The key question is whether decentralized compute networks can attract sustained demand from companies that need AI processing at scale. If they can, their economics may be supported by real usage. If they rely mostly on token rewards to attract hardware supply, they could face pressure when market conditions weaken.
the new measure of value
The split between Zhipu and MiniMax shows how quickly market assumptions can change. During the mobile-internet era, user attention was often treated as the foundation of value. The larger the audience, the stronger the platform was assumed to be.

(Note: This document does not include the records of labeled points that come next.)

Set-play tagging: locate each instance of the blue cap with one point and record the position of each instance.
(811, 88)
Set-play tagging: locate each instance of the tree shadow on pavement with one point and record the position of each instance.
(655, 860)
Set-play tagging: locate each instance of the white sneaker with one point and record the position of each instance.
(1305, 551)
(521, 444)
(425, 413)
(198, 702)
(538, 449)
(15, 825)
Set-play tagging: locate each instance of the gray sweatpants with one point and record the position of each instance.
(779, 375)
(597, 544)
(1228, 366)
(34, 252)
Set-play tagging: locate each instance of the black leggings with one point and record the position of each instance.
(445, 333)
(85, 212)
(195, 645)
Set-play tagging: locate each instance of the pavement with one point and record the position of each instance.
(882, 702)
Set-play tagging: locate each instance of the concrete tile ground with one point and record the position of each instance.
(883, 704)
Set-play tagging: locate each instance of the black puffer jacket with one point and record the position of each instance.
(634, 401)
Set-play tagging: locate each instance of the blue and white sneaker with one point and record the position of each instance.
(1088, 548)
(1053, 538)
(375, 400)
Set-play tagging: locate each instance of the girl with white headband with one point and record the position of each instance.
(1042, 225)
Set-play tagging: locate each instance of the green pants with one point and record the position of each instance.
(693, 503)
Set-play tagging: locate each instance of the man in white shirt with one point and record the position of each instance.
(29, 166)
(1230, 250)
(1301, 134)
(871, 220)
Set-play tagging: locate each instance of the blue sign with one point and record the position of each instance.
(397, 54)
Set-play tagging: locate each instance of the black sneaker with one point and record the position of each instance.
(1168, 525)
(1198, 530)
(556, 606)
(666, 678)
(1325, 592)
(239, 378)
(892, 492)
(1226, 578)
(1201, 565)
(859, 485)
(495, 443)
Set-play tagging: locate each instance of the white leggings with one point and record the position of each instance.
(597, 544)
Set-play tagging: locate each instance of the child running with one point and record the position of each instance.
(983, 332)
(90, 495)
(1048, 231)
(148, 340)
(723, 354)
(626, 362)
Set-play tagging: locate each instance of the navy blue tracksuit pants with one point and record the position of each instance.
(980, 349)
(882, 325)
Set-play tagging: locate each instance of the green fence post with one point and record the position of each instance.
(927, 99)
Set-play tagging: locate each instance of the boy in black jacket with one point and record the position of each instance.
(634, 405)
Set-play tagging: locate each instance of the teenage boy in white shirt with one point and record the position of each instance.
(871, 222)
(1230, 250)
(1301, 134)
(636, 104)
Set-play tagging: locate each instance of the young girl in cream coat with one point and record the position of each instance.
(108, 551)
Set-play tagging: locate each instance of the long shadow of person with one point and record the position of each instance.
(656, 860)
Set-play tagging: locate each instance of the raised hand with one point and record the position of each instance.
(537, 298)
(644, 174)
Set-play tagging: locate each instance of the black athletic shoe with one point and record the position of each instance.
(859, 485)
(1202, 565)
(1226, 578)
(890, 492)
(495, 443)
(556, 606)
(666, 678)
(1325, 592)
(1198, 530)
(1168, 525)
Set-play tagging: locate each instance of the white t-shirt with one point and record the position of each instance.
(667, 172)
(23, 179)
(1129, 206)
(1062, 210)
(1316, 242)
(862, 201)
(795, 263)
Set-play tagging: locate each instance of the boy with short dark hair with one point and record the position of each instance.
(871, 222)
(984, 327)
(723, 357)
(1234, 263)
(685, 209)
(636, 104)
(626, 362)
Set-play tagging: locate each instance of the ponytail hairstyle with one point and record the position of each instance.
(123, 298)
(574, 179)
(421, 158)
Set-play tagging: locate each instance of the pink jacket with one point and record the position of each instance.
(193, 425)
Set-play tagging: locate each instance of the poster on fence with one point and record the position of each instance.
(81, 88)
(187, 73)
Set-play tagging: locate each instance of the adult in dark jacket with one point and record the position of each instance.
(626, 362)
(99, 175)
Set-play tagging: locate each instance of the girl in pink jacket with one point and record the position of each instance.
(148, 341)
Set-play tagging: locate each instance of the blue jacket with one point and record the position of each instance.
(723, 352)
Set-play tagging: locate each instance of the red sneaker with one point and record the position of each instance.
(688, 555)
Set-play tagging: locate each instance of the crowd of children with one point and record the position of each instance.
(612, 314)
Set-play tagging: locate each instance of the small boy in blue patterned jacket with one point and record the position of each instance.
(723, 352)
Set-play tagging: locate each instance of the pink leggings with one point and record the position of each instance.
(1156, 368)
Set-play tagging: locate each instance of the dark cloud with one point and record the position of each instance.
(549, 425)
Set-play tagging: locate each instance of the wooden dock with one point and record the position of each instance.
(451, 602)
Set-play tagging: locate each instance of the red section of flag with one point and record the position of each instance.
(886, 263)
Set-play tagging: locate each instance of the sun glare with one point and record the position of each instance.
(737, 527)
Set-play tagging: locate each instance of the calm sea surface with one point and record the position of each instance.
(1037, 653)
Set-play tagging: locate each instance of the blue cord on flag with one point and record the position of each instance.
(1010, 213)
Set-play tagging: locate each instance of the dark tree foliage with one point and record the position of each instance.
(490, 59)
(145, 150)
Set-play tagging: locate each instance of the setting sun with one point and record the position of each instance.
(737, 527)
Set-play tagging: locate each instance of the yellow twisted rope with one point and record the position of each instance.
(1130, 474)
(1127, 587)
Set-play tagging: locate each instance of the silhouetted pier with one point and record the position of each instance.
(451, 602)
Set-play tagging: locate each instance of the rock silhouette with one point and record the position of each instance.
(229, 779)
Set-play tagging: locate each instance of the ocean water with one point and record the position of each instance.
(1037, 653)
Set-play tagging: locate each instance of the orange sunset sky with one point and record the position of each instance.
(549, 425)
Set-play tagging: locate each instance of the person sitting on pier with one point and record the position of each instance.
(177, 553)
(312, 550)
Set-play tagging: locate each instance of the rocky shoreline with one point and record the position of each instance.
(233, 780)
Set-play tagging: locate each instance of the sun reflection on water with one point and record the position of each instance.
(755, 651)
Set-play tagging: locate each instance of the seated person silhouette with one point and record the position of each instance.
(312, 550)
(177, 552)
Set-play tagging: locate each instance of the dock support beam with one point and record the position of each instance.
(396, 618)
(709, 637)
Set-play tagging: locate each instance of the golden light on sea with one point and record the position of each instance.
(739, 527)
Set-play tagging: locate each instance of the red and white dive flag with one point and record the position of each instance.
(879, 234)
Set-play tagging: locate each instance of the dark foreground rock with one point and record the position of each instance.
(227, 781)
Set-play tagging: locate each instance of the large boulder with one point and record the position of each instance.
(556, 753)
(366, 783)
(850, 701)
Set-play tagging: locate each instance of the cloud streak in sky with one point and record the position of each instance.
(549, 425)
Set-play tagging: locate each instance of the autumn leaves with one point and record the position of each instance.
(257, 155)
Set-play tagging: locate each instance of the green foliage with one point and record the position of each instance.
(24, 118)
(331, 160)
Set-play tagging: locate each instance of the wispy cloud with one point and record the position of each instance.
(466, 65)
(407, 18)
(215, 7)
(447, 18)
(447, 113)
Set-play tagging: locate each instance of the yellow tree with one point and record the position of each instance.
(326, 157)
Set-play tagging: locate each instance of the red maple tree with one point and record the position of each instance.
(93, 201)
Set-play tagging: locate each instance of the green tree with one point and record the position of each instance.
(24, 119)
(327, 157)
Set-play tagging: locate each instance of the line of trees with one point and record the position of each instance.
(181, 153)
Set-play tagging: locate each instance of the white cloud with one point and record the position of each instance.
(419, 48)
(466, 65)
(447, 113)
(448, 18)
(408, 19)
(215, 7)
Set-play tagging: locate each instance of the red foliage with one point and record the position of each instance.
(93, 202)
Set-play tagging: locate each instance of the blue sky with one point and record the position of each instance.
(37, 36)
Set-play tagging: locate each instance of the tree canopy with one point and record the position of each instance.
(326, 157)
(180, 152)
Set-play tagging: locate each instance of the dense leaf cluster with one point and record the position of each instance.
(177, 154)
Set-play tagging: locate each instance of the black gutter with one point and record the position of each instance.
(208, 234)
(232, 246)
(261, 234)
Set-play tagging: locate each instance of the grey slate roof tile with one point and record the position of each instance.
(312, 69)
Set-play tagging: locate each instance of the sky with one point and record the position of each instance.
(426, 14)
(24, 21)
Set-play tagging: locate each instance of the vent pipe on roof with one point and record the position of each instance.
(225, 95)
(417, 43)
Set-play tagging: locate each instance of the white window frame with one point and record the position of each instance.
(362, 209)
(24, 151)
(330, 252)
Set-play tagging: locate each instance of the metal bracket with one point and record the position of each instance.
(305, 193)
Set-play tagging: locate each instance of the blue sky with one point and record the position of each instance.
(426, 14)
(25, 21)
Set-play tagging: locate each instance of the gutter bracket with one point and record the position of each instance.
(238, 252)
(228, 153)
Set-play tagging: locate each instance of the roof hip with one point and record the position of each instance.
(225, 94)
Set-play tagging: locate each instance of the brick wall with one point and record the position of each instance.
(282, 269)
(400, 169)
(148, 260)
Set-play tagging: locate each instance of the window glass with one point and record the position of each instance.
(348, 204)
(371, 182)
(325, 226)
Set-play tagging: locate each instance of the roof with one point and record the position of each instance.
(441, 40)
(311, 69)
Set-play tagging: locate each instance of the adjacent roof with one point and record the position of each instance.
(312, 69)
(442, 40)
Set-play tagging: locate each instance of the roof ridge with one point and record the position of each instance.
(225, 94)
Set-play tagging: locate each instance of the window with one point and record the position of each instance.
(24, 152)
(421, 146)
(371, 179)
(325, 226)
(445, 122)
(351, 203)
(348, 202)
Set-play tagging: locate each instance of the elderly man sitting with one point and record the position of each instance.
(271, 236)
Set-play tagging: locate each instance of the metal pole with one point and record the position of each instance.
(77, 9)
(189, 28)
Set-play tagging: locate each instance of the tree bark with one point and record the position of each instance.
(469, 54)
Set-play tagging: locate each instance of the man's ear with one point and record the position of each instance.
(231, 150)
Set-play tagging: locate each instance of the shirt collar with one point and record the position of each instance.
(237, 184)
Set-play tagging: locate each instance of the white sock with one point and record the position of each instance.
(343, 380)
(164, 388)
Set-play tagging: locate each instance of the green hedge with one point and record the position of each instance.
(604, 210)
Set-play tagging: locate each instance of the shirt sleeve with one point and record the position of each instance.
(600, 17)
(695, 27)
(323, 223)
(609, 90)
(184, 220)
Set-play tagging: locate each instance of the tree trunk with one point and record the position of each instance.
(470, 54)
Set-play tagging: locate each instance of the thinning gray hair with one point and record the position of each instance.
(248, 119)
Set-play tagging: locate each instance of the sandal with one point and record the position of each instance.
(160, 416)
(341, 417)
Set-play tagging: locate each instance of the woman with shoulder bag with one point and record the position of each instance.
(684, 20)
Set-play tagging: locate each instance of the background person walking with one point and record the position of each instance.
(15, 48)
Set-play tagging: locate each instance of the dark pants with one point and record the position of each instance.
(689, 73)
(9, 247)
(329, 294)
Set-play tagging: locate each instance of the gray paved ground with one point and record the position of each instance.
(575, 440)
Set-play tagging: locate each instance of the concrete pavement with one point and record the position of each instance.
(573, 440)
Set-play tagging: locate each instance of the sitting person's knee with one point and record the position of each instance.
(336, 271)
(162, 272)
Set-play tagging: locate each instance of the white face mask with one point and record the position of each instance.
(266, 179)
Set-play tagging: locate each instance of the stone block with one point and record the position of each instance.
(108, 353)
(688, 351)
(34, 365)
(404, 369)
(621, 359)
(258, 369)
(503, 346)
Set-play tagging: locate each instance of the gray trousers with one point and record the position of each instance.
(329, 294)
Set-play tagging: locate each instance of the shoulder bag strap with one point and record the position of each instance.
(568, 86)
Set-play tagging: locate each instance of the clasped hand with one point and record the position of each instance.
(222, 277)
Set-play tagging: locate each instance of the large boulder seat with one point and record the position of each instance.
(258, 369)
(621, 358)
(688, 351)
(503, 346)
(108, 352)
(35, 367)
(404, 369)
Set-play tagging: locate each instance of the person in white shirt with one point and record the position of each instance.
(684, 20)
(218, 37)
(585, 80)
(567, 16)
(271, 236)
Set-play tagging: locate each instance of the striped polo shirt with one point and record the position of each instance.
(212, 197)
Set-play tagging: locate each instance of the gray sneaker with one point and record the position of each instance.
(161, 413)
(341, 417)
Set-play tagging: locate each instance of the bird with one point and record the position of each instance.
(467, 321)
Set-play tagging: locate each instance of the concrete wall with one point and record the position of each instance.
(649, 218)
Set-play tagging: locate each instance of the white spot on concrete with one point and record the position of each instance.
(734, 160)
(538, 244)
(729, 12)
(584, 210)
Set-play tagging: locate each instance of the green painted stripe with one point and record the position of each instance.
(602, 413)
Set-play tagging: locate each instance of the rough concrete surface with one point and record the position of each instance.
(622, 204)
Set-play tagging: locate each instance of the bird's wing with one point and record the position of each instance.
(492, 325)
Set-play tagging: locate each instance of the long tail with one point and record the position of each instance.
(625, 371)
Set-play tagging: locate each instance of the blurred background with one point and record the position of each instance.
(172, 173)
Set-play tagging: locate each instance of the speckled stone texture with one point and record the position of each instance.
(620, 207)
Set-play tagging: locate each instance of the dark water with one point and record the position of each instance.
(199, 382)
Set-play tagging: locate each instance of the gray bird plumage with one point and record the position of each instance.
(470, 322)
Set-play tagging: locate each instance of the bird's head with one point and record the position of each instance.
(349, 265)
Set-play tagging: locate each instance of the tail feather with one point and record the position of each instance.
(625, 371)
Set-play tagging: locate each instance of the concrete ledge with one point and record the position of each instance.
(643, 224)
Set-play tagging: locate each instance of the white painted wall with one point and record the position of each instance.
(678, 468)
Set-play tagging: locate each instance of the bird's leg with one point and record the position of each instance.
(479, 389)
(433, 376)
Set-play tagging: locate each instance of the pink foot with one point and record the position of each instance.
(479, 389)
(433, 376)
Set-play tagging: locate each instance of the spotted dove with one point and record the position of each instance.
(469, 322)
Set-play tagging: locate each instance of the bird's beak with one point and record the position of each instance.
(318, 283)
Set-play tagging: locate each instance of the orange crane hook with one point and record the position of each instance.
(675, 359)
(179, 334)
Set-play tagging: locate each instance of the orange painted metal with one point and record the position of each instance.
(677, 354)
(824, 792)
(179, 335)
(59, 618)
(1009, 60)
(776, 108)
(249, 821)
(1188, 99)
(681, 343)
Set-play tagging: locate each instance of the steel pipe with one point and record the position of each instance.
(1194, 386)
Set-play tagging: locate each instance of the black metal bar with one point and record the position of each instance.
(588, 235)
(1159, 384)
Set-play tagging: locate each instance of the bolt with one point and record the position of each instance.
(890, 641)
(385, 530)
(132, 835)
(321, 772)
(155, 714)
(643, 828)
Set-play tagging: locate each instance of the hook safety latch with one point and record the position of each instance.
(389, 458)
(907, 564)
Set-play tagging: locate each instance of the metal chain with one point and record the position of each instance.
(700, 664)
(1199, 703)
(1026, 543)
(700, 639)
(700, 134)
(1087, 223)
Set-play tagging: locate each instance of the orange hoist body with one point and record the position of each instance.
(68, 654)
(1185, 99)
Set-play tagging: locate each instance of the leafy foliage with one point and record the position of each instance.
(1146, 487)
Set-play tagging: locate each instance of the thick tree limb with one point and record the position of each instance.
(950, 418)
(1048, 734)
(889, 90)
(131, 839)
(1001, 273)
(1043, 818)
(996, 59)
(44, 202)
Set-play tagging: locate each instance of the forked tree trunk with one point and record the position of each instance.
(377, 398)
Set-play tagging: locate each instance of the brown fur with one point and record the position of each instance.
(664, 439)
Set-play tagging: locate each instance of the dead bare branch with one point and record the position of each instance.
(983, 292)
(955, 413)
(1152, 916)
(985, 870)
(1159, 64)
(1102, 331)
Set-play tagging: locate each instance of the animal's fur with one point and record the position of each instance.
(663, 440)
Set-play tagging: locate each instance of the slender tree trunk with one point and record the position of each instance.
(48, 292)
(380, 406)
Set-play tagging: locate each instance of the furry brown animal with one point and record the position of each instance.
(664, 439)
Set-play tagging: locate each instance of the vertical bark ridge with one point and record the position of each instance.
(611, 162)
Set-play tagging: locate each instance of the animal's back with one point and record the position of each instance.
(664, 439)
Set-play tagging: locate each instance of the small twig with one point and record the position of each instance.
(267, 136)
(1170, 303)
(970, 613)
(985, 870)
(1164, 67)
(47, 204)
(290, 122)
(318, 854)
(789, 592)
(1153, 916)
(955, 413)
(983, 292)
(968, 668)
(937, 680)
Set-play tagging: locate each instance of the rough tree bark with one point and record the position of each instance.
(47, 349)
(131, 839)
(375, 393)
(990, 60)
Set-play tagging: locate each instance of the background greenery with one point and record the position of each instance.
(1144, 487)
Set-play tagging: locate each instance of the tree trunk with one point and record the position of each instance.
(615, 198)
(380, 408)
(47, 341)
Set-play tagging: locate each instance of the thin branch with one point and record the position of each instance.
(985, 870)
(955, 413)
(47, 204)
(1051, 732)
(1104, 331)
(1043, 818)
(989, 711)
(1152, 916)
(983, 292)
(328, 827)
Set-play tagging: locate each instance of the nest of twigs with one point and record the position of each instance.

AI changes that formula. Every query, generated image, video edit, chatbot response, or coding request consumes compute. That means usage creates both revenue opportunity and cost exposure. A large user base is valuable only if the company can monetize that usage above the cost of delivering it.
For Zhipu, the current market reward reflects confidence in enterprise demand and pricing power. For MiniMax, the decline reflects concern that consumer traffic may not be enough to support its valuation unless monetization improves or enterprise revenue grows much faster. Both companies still face significant challenges, including high losses, margin pressure, and rising hardware costs.
The broader lesson is already shaping capital allocation across technology and digital assets. Traders are looking beyond raw user numbers and asking which platforms can turn AI activity into paid output, measurable efficiency, and recurring revenue. In that environment, productivity tools, workflow integration, enterprise APIs, and compute infrastructure are becoming more important than downloads and daily app engagement.
The HK$800 billion valuation gap between Zhipu and MiniMax captures that transition. The market is moving away from the belief that mass usage alone creates value. It is moving toward a stricter test: who pays, how much they pay, and whether the platform can deliver the service profitably after compute costs are counted.